The Other Woman


After discovering that Mark (Game of Thrones’ Nikolaj Coster-Waldau) is actually quite the little shit, his wife and two women that he has been cheating on her with team up for a sister act of revenge. 

Well, I suppose I shot myself in the foot with this one. But, slightly hankering after some social activity within what had been quite a few shitty weeks – not unlike a dog that needs to be taken out for the day – I traipsed out to my local multiplex to meet my gurl-friends.

No doubt to the surprise of many, I am actually able to begin with some good points. Beneath my curtain of bitterness I would actually consider myself a fairly positive old girl, and on this occasion this was due largely to the fact that one of my friends had turned up Maoam Pinballs and Cadbury Chocolate Buttons. We were off to a good start. However, before the screening I was also subjected to the trailer for Walking on Sunshine, and it was during these glorious two minutes that The Other Woman found itself with a fighting chance. Let’s just say that, as I massaged my temples with equal quantities of frustration and disbelief, it seemed that the only way was up.

Aside from the tasty foodstuffs that sat in the drinks holder beside my elbow, another thumbs up goes to Leslie Mann, who plays Mark’s desperate housewife, Kate. I’m fully aware that many find Mann’s shrill, whiny voice simply annoying, but with her unique brand of humour that blends perfect comic timing, relatability and amusingly exaggerated neuroses, I am happy to put my hands up and say that my only laughs were because of her. Meanwhile, Cameron Diaz is up to her usual, irksome tricks whilst pouting in silky white blouses, and don’t even get me started on Kate Upton – who, as The New York Times perfectly phrased it, has been ‘crassly shoehorned into the movie’ (for the slow-motion sequence of her running along the beach in a bikini, no less).

Yes, there are indeed moments of some comic value, but that’s where the praise ends. Perhaps the biggest downfall of the film is that, despite intending to portray and promote female empowerment, what we’re actually given are three very simplistic stock female characters: the thick-as-pigshit eye candy, the career bitch and the naïve housewife who is a bit of an emotional mess. And as if these types aren’t obvious enough, they’re signaled with trashy white bikinis, black leather pencil skirts and floral 50s-style dresses, respectively.

Many of the film’s other messages are also more than just a little off. We are told that we can’t be too bushy downstairs because men don’t like it. We are told that if you find your husband has been cheating on you, you should put hormones into his morning smoothie so that his nipples go all weird. We are told that if your fella has been unfaithful, it’s really healthy to seek vengeance.
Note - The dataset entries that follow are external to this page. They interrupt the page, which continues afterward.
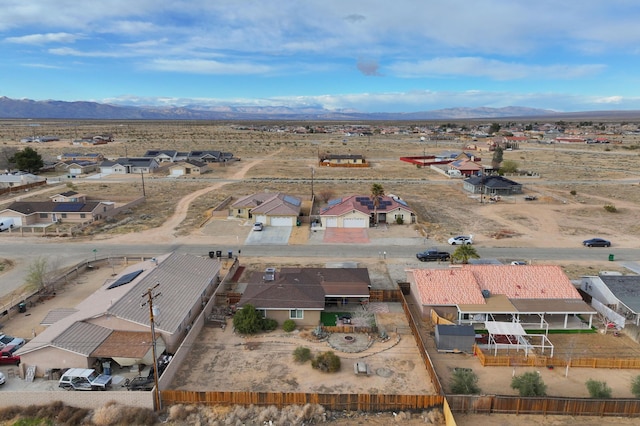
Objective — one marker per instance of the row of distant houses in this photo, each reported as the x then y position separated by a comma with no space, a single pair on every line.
177,163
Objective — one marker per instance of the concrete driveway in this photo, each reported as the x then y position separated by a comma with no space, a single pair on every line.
276,235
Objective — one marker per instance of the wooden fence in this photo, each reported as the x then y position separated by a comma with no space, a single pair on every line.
421,346
502,404
350,402
533,360
385,296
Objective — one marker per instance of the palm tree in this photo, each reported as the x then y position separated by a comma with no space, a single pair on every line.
377,192
465,252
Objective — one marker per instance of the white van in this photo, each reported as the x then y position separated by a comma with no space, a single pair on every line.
6,224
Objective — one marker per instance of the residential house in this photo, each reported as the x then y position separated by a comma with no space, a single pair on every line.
617,297
69,197
9,180
272,209
113,323
188,168
301,294
30,213
79,156
491,185
163,156
343,160
469,294
75,168
358,212
129,165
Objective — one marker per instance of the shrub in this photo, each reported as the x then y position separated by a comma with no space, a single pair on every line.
327,362
598,389
301,354
289,326
464,382
269,324
635,386
529,384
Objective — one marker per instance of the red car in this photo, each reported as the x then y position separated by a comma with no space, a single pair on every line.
7,356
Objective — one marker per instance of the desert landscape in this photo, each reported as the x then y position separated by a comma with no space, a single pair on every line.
574,184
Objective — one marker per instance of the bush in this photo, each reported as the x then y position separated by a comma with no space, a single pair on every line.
635,386
289,326
301,354
464,382
529,384
327,362
598,389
What’s the next move for operation emasculation, lady? Are you just going to go ahead and castrate the damn guy? I’ve never been in this situation so I might be wrong, but I really don’t think these are the things should or do take precedence when you find out someone has been doing the dirty.

In failing so badly at empowering women, the film also manages to alienate men – most noticeable by how female-heavy the audience was. As the credits rolled I saw all of five men sheepishly dragging their feet down the gangway, sporting an expression of both utter bemusement and actual trauma; they were all completely silent. The unequal ratio of men to women also meant that every time a male character walked into a glass door or shit their pants (laxative gag alert), a wave of jarringly high-pitched giggles leapt through the darkness and I was left wondering, ‘This is what does it for us? Really?’

The whole thing was then rounded off with a fucking montage, which to add insult to injury was accompanied by a Keyshia Cole and Iggy Azalea rendition of the chick-flick classic, I’m Coming Out. Other hits from the soundtrack include the theme from Mission Impossible, used really ingeniously as the girls turn on stealth mode to investigate Mark’s escapades, Cyndi Lauper’s Girls Just Want to Have Fun, Frank Sinatra’s New York, New York (because we’re in New York, obviously) and Bubble Butt by I don’t even care who. 

And lastly: Nicki Minaj is in it.

All in all, The Other Woman is at times funnier than the average chick-flick, and shamefully I did leave the cinema in a much less rubbish mood, but fundamentally all it manages to be is a combination of cheap laughs, patronising revenge tactics, and a pretty pathetic portrayal of women.